All of that is probably why a simple little book--The Laws of Simplicity--has been so popular since it was published in 2006. In just 100 pages, the book, by MIT professor John Maeda, offers sanity, in the form of "10 laws of simplicity for business, technology, and design that teach us how to need less but get more."
Does The Laws of Simplicity deliver? Mostly. Maeda sometimes gets a little too philosophical (and academic) to be helpful. But when he sticks to useful advice, there's a lot you can learn.
For example, here are 5 ways to apply Maeda's principles to create compelling communication:
1. Make it smaller."The simplest way to achieve simplicity is through thoughtful reduction," writes Maeda. "When in doubt, just remove." For example, I'm a big proponent of trying to keep messages to 50 words or fewer. And think about cutting communication into bite-size pieces to give the audience just enough content.
The result? "When a small, unassuming objective exceeds our expectations, we are not only surprised but pleased," explains Maeda. "Our usual reaction is something like, 'That little thing did all that?' Simplicity is about the unexpected pleasure derived from what is likely to be insignificant and would otherwise go unnoticed."
2. Organize info. Maeda's position is that "organization makes a system of many appear fewer." For example, if your clothes closet is out of the control, once you throw stuff out, you need to organize your apparel in a systematic fashion.
"In a closet there can be groups of like items such as neckties, shirts, slacks, jackets, socks and shoes. A thousand-piece wardrobe can be organized into six categories, and be dealt with at the aggregate level and achieve greater manageability," Maeda advises. "Working with fewer objects, concepts, and functions--and fewer corresponding buttons to press--makes life simpler when faced with the alternative of having too many choices."
How does this apply to communication? Consider Maeda's list of items:
Red lion cola pepper sapphire
Blue bear frappe salt diamond
Green alligator martini msg topaz
Pink flamingo espresso garlic ruby
White giraffe milk cumin emerald
Black penguin beer saffron amethyst
Gray dog water cinnamon turquoise
"As posted, their system of conceptual organization is not clear." But organize these items into a neat table and give each column a heading--color, animal, drink, seasoning and gemstone--and it all becomes wonderfully simple.
3. Take it away. Here is Maeda's perspective: "More appears like less by simply moving it far, far away." When you're creating communication, the question becomes: How can you remove information from this place (like an email) and put it somewhere else (like a website you can link to)? By taking content out and putting it somewhere else, you've lightened the load while still giving interested audience members the opportunity to learn more, if they're interested.

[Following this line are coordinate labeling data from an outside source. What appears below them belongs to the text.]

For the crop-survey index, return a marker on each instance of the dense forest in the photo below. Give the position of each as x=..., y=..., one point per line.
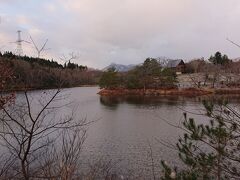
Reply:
x=150, y=74
x=36, y=73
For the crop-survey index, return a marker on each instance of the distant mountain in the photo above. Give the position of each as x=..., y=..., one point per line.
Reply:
x=120, y=67
x=236, y=59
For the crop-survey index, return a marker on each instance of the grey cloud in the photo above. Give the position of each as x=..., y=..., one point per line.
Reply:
x=127, y=31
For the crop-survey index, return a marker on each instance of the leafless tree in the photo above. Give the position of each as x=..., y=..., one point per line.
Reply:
x=67, y=58
x=26, y=133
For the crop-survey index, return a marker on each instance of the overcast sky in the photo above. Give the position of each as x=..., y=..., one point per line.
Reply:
x=123, y=31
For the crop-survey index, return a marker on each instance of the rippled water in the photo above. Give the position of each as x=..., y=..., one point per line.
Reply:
x=129, y=130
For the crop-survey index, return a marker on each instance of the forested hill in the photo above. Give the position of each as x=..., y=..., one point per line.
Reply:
x=37, y=73
x=42, y=62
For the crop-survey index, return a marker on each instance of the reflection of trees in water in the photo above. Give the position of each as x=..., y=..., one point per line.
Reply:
x=146, y=101
x=113, y=102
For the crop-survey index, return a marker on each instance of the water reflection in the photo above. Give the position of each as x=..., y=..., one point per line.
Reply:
x=113, y=102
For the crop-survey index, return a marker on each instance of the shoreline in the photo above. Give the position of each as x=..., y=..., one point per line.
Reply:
x=42, y=88
x=170, y=92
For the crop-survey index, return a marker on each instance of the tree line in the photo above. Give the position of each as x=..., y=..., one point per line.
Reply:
x=36, y=73
x=150, y=74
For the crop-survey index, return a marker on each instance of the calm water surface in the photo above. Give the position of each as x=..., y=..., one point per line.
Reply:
x=126, y=128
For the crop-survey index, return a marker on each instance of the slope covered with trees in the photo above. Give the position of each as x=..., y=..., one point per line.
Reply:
x=36, y=73
x=146, y=76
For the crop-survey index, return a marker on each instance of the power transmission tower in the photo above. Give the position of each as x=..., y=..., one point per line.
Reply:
x=19, y=50
x=39, y=49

4. Save time."The average person spends at least an hour a day waiting in line," writes Maeda. "Add to this the uncountable seconds, minutes, weeks spent waiting for something that might have no line at all." That's why "savings in time feel like simplicity."

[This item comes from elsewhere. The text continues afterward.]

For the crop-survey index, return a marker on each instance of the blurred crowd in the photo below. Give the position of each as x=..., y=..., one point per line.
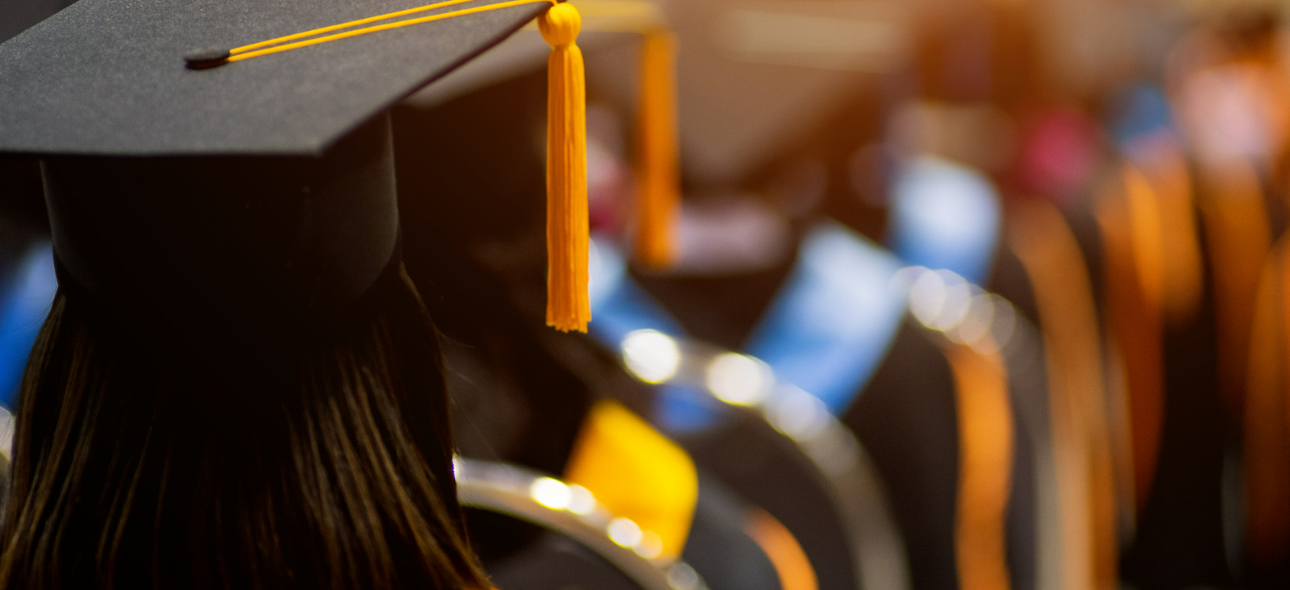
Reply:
x=977, y=295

There are so many ways you can create communication that helps your audience save time. Make your messages shorter, for example (see #1). And organize information so it's easy to navigate (yes, #3). In employee communication, we often create time savings by bundling messages--instead of sending seven emails, shorten each one and compile them into a digest. The key is to make your audience members' lives easier by respecting their time.
5. Teach how to. Here is one of Maeda's more subtle laws: "Knowledge makes everything simpler." Let me explain: When you don't understand something, and you feel confused, you experience that thing as complicated.
Maeda uses the example of operating a screwdriver. "Just mate the grooves atop the screw's head to the appropriate tip--allotted or Phillips--of a screwdriver." Easy, right? But "what happens next is not so simple, as you may have noted while observing a child or a woefully sheltered adult turning the screwdriver in the wrong direction. . . .While the screw is a simple design, you need to know which way to turn it."
That's why in communication, one of those most helpful things you can do is provide how-to information. "How to" is such a powerful phrase. So a key way to get audience members' attention is to provide a "recipe:" helpful advice that makes at least one aspect of their lives easier.
Maeda's advice: "The first step in conveying the basics is to assume the position of the first-time learner." In his experience, the best designers (or communicators) instill "a sense of instant familiarity. 'Hey, I've seen this before!' is a targeted reaction that builds the confidence to give it a try."